GPT-5.4 Thinking lets you interrupt mid-response and steer it without starting over, Woven does five-minute relationship reps that are actually practical, and Saydi handles real-time translation on calls so bilingual conversations don’t turn into a slow-motion mess.
Hapax is a little unsettling in the best way.

It watches how you actually work. The apps you open before meetings, the reports you rebuild every week, the random routines you didn’t realize were routines.
Then it just… fixes them. Builds the workflow, sends the update, drops it where you already are. No prompts, no setup, no dashboard you forget to check.
Use code DEMOPH if your mornings feel like déjà vu.
More control, fewer tokens

GPT-5.4 Thinking is now in ChatGPT, the API, and Codex. It’s built for long tasks: deeper web research, better context retention, and you can interrupt mid-response to redirect it without starting over. It also adds native computer use, tool search that cut token usage by 47% in OpenAI’s test with large tool sets, and up to a 1M context window in Codex/API.
🔥 Our Take: The interrupt feature is the real quality upgrade. You can stop it the moment it drifts and keep going instead of trashing the whole answer. And the computer-use score is the headline if you care about agents doing real work: 75% on OSWorld-Verified, which is already past the human baseline they report.
Feature requests are easy. Choosing is the job.
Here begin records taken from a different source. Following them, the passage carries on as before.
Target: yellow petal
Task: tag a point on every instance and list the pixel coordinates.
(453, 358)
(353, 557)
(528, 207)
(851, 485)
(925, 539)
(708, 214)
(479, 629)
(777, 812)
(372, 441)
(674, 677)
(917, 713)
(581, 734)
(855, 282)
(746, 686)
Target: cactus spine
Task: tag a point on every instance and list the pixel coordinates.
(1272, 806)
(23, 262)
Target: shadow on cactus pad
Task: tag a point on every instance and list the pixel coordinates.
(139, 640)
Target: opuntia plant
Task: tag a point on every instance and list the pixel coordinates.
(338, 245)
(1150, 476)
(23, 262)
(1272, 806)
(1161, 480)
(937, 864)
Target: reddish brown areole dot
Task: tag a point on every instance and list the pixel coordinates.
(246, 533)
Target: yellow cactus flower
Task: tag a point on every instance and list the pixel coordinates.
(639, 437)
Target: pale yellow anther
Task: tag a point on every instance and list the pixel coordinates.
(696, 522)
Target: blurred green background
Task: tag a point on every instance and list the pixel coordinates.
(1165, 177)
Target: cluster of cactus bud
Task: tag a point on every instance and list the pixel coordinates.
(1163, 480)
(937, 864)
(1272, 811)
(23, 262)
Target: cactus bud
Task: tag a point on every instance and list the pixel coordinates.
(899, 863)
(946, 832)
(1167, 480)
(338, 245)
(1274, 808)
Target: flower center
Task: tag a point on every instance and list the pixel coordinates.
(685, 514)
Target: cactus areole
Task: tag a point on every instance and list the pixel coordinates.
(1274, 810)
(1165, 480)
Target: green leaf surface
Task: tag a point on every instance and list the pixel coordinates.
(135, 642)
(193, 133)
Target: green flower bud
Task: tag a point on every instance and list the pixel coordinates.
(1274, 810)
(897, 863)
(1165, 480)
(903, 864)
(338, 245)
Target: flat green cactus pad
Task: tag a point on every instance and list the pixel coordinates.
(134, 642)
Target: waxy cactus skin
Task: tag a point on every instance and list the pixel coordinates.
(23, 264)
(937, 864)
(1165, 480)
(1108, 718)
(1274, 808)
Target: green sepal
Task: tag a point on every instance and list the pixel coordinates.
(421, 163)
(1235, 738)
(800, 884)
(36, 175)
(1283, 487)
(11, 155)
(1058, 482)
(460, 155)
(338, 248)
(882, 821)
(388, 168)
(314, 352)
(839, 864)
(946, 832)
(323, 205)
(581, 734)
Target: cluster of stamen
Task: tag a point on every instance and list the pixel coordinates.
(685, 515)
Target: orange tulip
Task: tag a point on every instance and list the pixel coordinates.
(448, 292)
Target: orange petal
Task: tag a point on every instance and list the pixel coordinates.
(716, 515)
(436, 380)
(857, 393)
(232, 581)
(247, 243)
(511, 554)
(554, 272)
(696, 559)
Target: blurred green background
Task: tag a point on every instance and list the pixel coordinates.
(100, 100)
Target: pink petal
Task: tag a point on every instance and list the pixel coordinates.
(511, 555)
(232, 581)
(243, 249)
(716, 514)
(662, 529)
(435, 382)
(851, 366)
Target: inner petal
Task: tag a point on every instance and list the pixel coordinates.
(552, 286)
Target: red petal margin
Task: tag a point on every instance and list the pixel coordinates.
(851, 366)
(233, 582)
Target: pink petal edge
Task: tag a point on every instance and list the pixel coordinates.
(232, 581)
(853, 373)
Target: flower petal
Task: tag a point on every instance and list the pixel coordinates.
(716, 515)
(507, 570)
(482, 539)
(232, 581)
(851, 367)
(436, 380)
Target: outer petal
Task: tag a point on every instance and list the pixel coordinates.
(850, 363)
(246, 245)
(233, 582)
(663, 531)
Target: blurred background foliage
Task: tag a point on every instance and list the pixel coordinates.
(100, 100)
Nika started a thread about the classic early-founder trap: you take every piece of feedback seriously, ship every “could you also…” request, and suddenly your MVP feels like a junk drawer. She asks how people decide what actually gets built, and how you’d convince a team to prioritize a feature users keep asking for when the founders want to focus elsewhere.
The best answers in the thread basically say: stop counting requests and start looking for pain. A churned user saying “I left because of this” beats 100 people saying “nice to have.” Others add filters like vision fit, effort vs impact, “fake door” tests before building, and even whether a strategic partner will pay to bump something up the roadmap.
Five minutes for love

Woven is a relationship training app that makes you actually practice, not just read tips and nod. You do one small daily lesson, around five minutes, built around attachment theory, with stuff like rehearsing hard conversations out loud, watching demo arguments, and spotting the patterns you keep repeating when things get tense.
🔥 Our Take: Relationship apps usually turn into daily question spam or inspirational quotes you ignore. This is way more direct. It is basically reps for communication, which sounds a little cringe until you realize nobody taught us how to do this and we have all been freelancing it.
Subtitles, but for real calls

Saydi does real-time voice translation for meetings, sales calls, and events. It has three modes (one-way, two-way, and transcribe), plus an AI context engine for names and industry terms, speaker labels, and auto language detection. There’s a Chrome extension for Google Meet, Zoom, and Teams, and a QR join flow for events.
🔥 Our Take: The boring features are the whole point here. Speaker labels, custom vocab, and not having to tap buttons mid-call are what decide if this is usable or just a neat demo. If it stays accurate when people talk fast and messy, it’s instantly valuable.